Avverso la predetta sentenza ha proposto ricorso per cassazione l’imputato a mezzo del suo Difensore deducendo come unico motivo violazione di legge e vizio di motivazione in ordine all’affermazione della responsabilità (non era stato valutato che lo straniero, allorquando fermato, aveva detto che era pendente il giudizio di opposizione al rigetto della domanda di protezione).
Con successiva memoria la Difesa ha insistito per l’accoglimento del ricorso; ha inoltre chiesto l’applicazione della speciale esimente di cui all’art. 131 bis cod. proc. pen. o, in subordine, la riduzione della pena e la sospensione condizionale della stessa.
L’impugnazione è inammissibile perché generica, aspecifica e basata su motivi manifestamente infondati e non consentiti in questa sede. E inammissibili sono conseguentemente, ex art. 585 comma 4 cod. proc. pen., i motivi nuovi, avanzati con memoria difensiva.

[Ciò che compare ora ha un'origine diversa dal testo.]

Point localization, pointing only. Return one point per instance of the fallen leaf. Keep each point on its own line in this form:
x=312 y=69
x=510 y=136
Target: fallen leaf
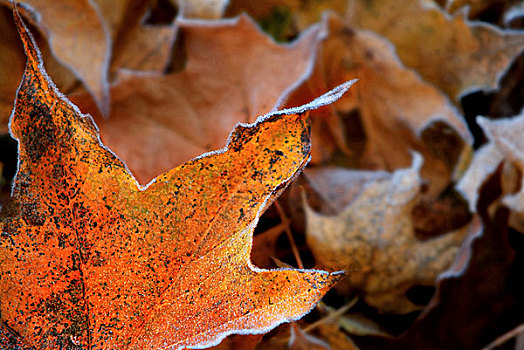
x=456 y=317
x=478 y=9
x=203 y=9
x=336 y=338
x=74 y=28
x=505 y=144
x=138 y=45
x=12 y=64
x=233 y=73
x=373 y=237
x=411 y=115
x=454 y=54
x=300 y=340
x=484 y=163
x=90 y=259
x=145 y=48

Va ricordato che, come affermato da questa Corte, la sussistenza del giustificato motivo per cui lo straniero si è trattenuto nel territorio dello Stato in violazione dell’ordine impartito dal questore di allontanarsene entro cinque giorni ai sensi dell’art. 14-ter D.Lgs. 25 luglio 1998 n. 286, deve essere valutata con riguardo a situazioni ostative – l’onere della cui prova grava sull’interessato – incidenti sulla sua stessa possibilità, oggettiva o soggettiva, di ottemperarvi, escludendola ovvero rendendola difficoltosa, non anche con riferimento ad esigenze che riflettono la condizione tipica del migrante clandestino, come la mancanza di un lavoro regolare ovvero la provenienza di mezzi economici da attività non regolari o non stabili (Sez. 1, n. 37813 del 27/04/2016 – dep. 12/09/2016, P.G. in proc. El Kadri, Rv. 268101).
Nessuna prova è stata fornita della sussistenza del giustificato motivo idoneo a scriminare la condotta illecita: va in particolare osservato che dalla stessa lettura della sentenza di primo grado emerge che, a fronte della testimonianza dell’operante che affermava che, al momento del controllo, l’Okeke aveva esibito un’istanza di sospensione contro provvedimento di rigetto della protezione reiterata, la difesa .
Secondo la costante lezione interpretativa di questa Corte, la norma incriminatrice contenuta nell’art. 14, comma 5-ter, che richiede il requisito della insussistenza di un «giustificato motivo» per l’inottemperanza, quale elemento costitutivo della fattispecie sanzionata, assegna al giudice il potere-dovere di rilevare direttamente, se consentito, l’esistenza di ragioni legittimanti l’inosservanza del precetto penale, ma all’imputato incombe l’onere di allegare i motivi del proprio agire, che normalmente non possono essere conosciuti dal giudicante.
Alla inammissibilità del ricorso consegue la condanna del ricorrente al pagamento delle spese processuali, nonché, ai sensi dell’art. 616 c.p.p., valutati i profili di colpa nella determinazione della causa di inammissibilità emergenti dal ricorso (Corte Cost. 13 giugno 2000, n. 186), al versamento della somma, che si ritiene equa, di euro tremila a favore della cassa delle ammende.
P.Q.M.
Dichiara inammissibile il ricorso e condanna il ricorrente al pagamento delle spese processuali e della somma di euro tremila in favore della cassa delle ammende.